Kings of the Circle: A Complete History of the One Lightweight MMA World Titre
Le championnat du monde MMA léger a toujours été l'une des ceintures les plus difficiles à tenir. Depuis le lancement de la division en 2011, il a changé de mains par des bouleversements sismiques et des rivalités qui ont défini les époques.
Aucun champion du monde n'a régné depuis longtemps, un témoignage d'une division remplie de guerriers.
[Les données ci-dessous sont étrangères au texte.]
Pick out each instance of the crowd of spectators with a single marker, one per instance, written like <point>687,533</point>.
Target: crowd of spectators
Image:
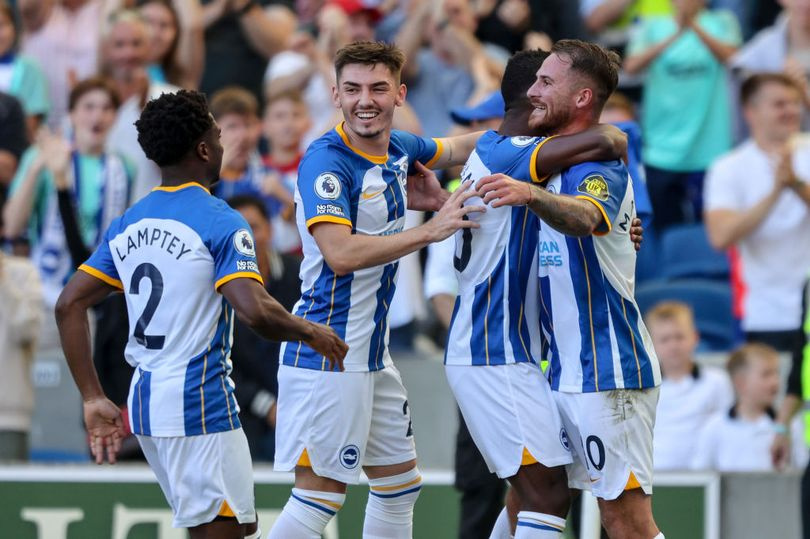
<point>719,89</point>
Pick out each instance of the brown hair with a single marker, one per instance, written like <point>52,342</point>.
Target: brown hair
<point>594,62</point>
<point>171,64</point>
<point>753,84</point>
<point>741,358</point>
<point>88,85</point>
<point>370,53</point>
<point>670,310</point>
<point>233,100</point>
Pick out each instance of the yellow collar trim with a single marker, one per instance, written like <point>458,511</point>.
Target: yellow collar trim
<point>174,188</point>
<point>376,159</point>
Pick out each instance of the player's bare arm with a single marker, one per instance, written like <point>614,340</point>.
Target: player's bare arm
<point>599,143</point>
<point>456,150</point>
<point>346,252</point>
<point>101,416</point>
<point>259,310</point>
<point>569,215</point>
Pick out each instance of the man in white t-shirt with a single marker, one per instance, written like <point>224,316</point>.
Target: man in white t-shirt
<point>125,60</point>
<point>758,200</point>
<point>690,394</point>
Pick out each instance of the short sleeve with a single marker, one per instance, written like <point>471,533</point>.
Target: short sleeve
<point>324,188</point>
<point>425,150</point>
<point>604,187</point>
<point>233,249</point>
<point>101,264</point>
<point>720,190</point>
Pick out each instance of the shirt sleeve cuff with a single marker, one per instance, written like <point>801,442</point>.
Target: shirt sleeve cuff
<point>98,274</point>
<point>238,275</point>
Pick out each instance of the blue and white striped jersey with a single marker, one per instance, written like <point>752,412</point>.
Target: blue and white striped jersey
<point>169,253</point>
<point>338,183</point>
<point>496,316</point>
<point>595,333</point>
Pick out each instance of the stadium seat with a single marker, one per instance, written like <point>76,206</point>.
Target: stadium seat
<point>686,252</point>
<point>710,300</point>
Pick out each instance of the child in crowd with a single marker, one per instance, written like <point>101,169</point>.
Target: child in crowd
<point>237,113</point>
<point>243,172</point>
<point>20,76</point>
<point>286,121</point>
<point>690,394</point>
<point>739,440</point>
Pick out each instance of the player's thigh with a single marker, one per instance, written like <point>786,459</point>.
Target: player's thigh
<point>511,415</point>
<point>615,433</point>
<point>204,477</point>
<point>323,422</point>
<point>390,438</point>
<point>228,528</point>
<point>630,513</point>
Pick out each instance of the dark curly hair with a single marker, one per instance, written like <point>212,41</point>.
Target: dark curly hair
<point>519,75</point>
<point>171,125</point>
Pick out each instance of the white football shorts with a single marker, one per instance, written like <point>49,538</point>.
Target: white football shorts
<point>203,476</point>
<point>344,421</point>
<point>509,410</point>
<point>611,435</point>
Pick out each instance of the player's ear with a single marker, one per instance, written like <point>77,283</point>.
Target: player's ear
<point>203,151</point>
<point>584,98</point>
<point>335,97</point>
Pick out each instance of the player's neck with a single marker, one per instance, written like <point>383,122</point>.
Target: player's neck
<point>516,125</point>
<point>577,125</point>
<point>377,145</point>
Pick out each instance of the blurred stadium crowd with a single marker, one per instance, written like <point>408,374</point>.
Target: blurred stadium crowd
<point>713,96</point>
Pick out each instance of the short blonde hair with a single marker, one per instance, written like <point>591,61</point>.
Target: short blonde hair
<point>670,310</point>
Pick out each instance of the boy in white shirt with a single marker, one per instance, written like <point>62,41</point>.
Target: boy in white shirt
<point>740,440</point>
<point>690,394</point>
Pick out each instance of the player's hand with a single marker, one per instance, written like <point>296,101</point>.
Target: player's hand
<point>501,190</point>
<point>425,193</point>
<point>326,342</point>
<point>104,427</point>
<point>780,451</point>
<point>636,233</point>
<point>453,215</point>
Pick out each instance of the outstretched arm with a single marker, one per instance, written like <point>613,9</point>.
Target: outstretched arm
<point>101,416</point>
<point>256,308</point>
<point>346,252</point>
<point>599,143</point>
<point>456,150</point>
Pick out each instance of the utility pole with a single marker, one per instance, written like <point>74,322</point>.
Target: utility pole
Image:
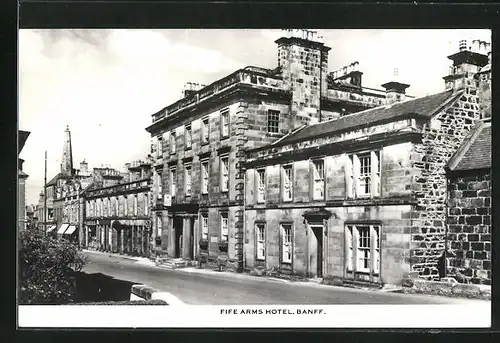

Chaque époque a vu des titulaires de titres augmenter et tomber de manière dramatique, renforçant pourquoi Lightweight est salué comme l'une des classes de poids les plus impitoyables et les plus riches en talent dans la plus grande organisation d'arts martiaux du monde.
Maintenant, alors que le champion du monde du MMA en titre en régnant le MMA chrétien «The Warrior», Lee se prépare à défendre sa couronne légère dans un match revanche contre Alibeg Rasulov à One 173: SuperBon contre Noirri dans Ariake Arena de Tokyo le 16 novembre, l'héritage de la division se sent plus lourd que jamais.
Le choc initial de Lee et Rasulov s'est terminé brusquement. Un oeil accidentel a laissé Rasulov incapable de continuer, forçant le combat à être appelé un non-concours. Avec tant de affaires inachevées entre eux, c'est le bon moment pour revenir sur l'histoire des montagnes russes du titre mondial MMA léger.
La naissance d'une division: Boku Vs. Aoki
Le premier champion du monde de la division a été couronné en 2012 lorsque l'ancien champion de Shooto Kotetsu «No Face» Boku a stupéfait Zorobabel Moreira à One: Rise of Kings. La boxe de Boku l'a transporté dans un TKO de troisième tour, faisant de lui le titulaire inaugural.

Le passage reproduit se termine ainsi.